Let $\mu$ denote a real number and suppose that $v = -\mu$ and $u = +\mu$ so that the likelihood ratio is $$L(y) = \frac{f_1(y)}{f_0(y)} = \frac{f(y-\mu)}{f(y+\mu)}.$$ The likelihood ratio has the following properties:
$L(0) = 1$
$\displaystyle L(-y) = \frac{f(-y-\mu)}{f(-y+\mu)} = \frac{f(y+\mu)}{f(y-\mu)} = \frac{1}{L(y)}$
Thus, for each positive real number $a$ such that there exists a $y$ with the property that $L(y) = a$, it is true that $L(-y) = a^{-1}$. The values $+y$ and $-y$ at which $L(\cdot)$ takes on values $a$ and $a^{-1}$ are symmetrically spaced about $0$, the mean of $\mu$ and $-\mu$. It is not claimed that there is a unique $y$ such that $L(y) = a$, but rather that if the set $\{y \colon L(y) = a\}$ is non-empty, then there is a one-to-one correspondence between the sets $\{y \colon L(y) = a\}$ and $\{y \colon L(y) = a^{-1}\}$ where the values paired in the one-to-one correspondence are negatives of each other.

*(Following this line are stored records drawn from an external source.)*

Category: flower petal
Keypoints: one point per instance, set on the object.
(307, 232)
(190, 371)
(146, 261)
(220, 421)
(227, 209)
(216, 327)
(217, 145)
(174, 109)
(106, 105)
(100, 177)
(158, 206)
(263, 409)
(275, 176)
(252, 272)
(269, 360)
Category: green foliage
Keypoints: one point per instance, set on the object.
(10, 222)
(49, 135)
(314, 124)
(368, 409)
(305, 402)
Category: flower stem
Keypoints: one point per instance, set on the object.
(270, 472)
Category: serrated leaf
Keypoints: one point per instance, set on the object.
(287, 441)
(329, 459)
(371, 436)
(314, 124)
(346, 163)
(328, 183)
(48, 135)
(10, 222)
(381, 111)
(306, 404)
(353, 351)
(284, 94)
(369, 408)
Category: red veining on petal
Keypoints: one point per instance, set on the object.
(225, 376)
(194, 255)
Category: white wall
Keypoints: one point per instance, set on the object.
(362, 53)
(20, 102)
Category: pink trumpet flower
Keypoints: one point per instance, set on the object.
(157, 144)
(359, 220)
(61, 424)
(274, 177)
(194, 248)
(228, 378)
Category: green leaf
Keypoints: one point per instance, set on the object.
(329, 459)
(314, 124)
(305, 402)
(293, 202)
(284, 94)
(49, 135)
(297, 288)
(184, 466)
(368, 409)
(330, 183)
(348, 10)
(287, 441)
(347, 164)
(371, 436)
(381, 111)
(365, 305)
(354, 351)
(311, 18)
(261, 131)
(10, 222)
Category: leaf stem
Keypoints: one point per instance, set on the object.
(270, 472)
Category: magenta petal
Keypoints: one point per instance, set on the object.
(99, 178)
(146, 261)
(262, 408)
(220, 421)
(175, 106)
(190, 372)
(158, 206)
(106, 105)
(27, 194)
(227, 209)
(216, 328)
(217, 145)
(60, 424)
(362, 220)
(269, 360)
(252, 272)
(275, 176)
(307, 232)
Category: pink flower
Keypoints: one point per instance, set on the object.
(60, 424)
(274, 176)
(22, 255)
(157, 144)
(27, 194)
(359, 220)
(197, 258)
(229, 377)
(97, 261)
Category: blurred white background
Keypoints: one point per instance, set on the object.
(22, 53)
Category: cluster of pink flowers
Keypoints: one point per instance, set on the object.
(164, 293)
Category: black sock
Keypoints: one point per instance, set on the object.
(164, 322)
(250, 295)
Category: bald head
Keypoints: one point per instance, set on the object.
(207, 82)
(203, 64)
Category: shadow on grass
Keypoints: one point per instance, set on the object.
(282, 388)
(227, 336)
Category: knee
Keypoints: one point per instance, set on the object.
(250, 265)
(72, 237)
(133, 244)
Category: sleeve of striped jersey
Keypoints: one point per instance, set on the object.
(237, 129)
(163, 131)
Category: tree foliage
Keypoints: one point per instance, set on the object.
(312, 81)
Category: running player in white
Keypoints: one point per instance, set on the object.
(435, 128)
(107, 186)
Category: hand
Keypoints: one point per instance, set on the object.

With minor modifications, this argument can be used to show that for arbitrary $u$ and $v$, the likelihood ratio has values $a$ and $a^{-1}$ at arguments $\alpha$ and $\beta$ such that $\alpha + \beta = u+v$.
My earlier comment about needing $f(y)$ being strictly monotone decreasing on $\mathbb R^+$ is not quite enough to make the likelihood function be a strictly monotone function with range $(0, \infty)$ so that $L^{-1}(a)$ is uniquely defined for all $a > 0$. For example, if $f(y) = \frac{1}{2}e^{-|y|}$, then, with $\mu > 0$, $L(y) = \frac{e^{-|y-\mu|}}{e^{-|y+\mu|}}$ has range $[e^{-2\mu},e^{2\mu}]$ with $L(y) = e^{2\mu}$ for all $y \in [\mu,\infty)$ and $L(y) = e^{-2\mu}$ for all $y \in (-\infty,-\mu]$.
Note added in response to OP's comment:
If $L(y) = \frac{f(y-u)}{f(y-v)}$ where $v$ is not necessarily $-u$, then $L(y)$ has the following properties:
$\displaystyle L\left(\frac{u+v}{2}\right) = \frac{f\left(\frac{u+v}{2}-u\right)}{f\left(\frac{u+v}{2}-v\right)} = \frac{f\left(\frac{v-u}{2}\right)}{f\left(\frac{u-v}{2}\right)} = 1$
$\displaystyle L\left(\frac{u+v}{2}-y\right) = \frac{f\left(\frac{u+v}{2}-y-u\right)}{f\left(\frac{u+v}{2}-y-v\right)} = \frac{f\left(\frac{v-u}{2}-y\right)}{f\left(\frac{u-v}{2}-y\right)} = \frac{f\left(y+\frac{u-v}{2}\right)}{f\left(y+\frac{v-u}{2}\right)} = \frac{f\left(\frac{u+v}{2}+y-v\right)}{f\left(\frac{u+v}{2}+y-u\right)} = \frac{1}{L\left(\frac{u+v}{2}+y\right)}.$ The rest of the argument applies mutatis mutandis.